S’interrogeant sur la part de ces circonstances «objectives» (c’est-à-dire extérieures) et du «subjectif», à savoir le fonctionnement de P.Broué avec ses proches collaborateurs dont il laisse pudiquement entendre qu’il est devenu assez vite insupportable, dans ce qu’il considère comme ayant été un «échec» -pas d’équipe stabilisée, pas de continuation du travail sans Broué- G. Roche, avec une vive générosité, dresse un parallèle entre l’isolement de Pierre Broué à la fin de sa vie et celui de Léon Trotsky. Vive générosité, car certains de celles et de ceux qui ont connu la chose et se sont dégagés du mythe auraient plutôt tendance à dresser un parallèle avec certains chefs de sectes se réclamant de Trotsky. Il n’était pas «minuit dans le siècle» dans les années 1990 et les premières années 2000 (sauf à rejoindre les nostalgiques du bloc soviétique dans leurs litanies sur les jeunes d’aujourd’hui et leur individualisme, ce qui n’est certainement pas le propos de G. Roche), et, d’autre part, l’entreprise de P. Broué n’était pas de construire une organisation politique internationale, mais d’assurer la publication d’une masse de données sur les faits réels de la tragédie du XX° siècle, avec les œuvres de Trotsky au moins pour la période 1929-1940 en leur cœur. Pour l’essentiel, cet objectif là a été atteint, par l’acharnement de Pierre Broué qui, quasiment seul de fait, a mené à bien une tache politique, comme historien, capitale pour les générations futures. C’est cela qu’il faut faire vivre aujourd’hui.

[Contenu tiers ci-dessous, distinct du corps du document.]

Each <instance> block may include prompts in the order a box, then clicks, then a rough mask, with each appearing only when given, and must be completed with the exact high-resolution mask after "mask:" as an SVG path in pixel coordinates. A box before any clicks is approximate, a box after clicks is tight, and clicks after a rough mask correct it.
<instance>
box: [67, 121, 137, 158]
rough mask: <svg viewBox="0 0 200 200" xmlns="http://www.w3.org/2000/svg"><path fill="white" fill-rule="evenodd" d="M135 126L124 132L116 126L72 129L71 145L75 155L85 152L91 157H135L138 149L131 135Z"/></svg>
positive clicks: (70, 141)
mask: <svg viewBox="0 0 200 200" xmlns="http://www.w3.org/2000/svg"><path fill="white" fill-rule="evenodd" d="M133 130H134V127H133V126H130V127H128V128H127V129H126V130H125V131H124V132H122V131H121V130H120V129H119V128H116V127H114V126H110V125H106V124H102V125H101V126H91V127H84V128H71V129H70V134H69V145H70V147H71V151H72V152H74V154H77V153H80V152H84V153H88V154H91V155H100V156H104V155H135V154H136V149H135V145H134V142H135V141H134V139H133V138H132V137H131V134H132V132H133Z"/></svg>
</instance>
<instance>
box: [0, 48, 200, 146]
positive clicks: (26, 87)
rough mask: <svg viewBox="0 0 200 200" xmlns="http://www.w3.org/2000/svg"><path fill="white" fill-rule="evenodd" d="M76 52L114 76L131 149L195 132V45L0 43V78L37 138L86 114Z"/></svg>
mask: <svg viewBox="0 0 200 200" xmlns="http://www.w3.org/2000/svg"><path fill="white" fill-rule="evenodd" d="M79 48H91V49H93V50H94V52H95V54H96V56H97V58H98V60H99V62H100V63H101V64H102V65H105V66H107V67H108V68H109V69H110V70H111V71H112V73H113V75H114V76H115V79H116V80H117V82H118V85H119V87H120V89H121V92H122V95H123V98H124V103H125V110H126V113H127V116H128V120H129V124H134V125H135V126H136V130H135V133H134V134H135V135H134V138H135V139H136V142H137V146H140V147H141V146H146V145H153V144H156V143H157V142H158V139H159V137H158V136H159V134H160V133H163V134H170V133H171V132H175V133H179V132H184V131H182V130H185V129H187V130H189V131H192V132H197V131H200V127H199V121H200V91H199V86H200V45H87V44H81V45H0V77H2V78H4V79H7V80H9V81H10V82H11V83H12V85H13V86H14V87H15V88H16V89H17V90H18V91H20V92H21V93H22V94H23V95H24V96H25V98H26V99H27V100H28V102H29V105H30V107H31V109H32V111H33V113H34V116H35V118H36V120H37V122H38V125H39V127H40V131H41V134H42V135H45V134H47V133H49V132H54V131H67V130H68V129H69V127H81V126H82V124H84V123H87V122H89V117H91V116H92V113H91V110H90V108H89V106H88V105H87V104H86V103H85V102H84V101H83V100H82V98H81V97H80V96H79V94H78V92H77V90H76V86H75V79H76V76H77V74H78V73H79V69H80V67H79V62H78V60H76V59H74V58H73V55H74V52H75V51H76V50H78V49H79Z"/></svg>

Cette dimension politique est peu présente, toujours sous-entendue, suscitant parfois des ricanements d’initiés perceptibles même sur le net, dans le cadre oh combien limité d’un colloque universitaire sur quelqu’un qui fut pourtant avant tout un historien (et donc en même temps un militant) bien avant d’être un «universitaire». Une seule intervention l’aborde directement et franchement, c’est celle de Jean Hentzgen, qui travaille sur l’histoire de l’OCI. Jean Hentzgen a découvert dans les archives du Cermtri que les textes sur Cuba du groupe «La Vérité» des années 1960-1962 (surnommé groupe Lambert et qui fait la transition entre le vieux PCI, section française de la IV° Internationale exclue par Pablo, et l’OCI) avaient Pierre Broué pour auteur, et que c'était lui qui suivait les contacts avec les oppositionnels du SWP (Socialist Workers Party) américain. C’est là une information importante, car ces textes, fort intéressants et forts riches par leur contenu, ont joué un rôle clef dans les délimitations internationales des organisations trotskystes à propos de Cuba, se situant, dans le cadre du Comité International de la IV° Internationale, entre les positions du Socialist Workers Party états-unien dont la direction, avec Joe Hansen, considérait Cuba comme un «Etat ouvrier» depuis le début, et celle de la Socialist Labour League britannique qui y voyait un régime bonapartiste populiste de gauche. Selon ces textes, il y avait à Cuba un «gouvernement ouvrier et paysan» et une situation de double pouvoir, et, contrairement à ce qui fut expliqué prés de 20 ans plus tard quand l’OCI décida de considérer Cuba comme un Etat ouvrier, par Stéphane Just, le poids du PC cubain et du stalinisme ne jouait pas dans le sens d’en faire un «Etat ouvrier», au contraire. Ces textes ont en effet été réédités par l’OCI à la fin des années 1970 lorsque la révolution nicaraguayenne faisait débat, et Pierre Broué, avec lequel j’ai eu l’occasion d’en parler, ne disait mot de ce qu’il en était l’auteur. Il les avait écrits comme responsable de la Commission internationale du groupe, ce qui souligne le rôle politique essentiel qu’il y joua entre, grosso modo, 1956 et 1965, plus important que tout autre en dehors de Pierre Lambert.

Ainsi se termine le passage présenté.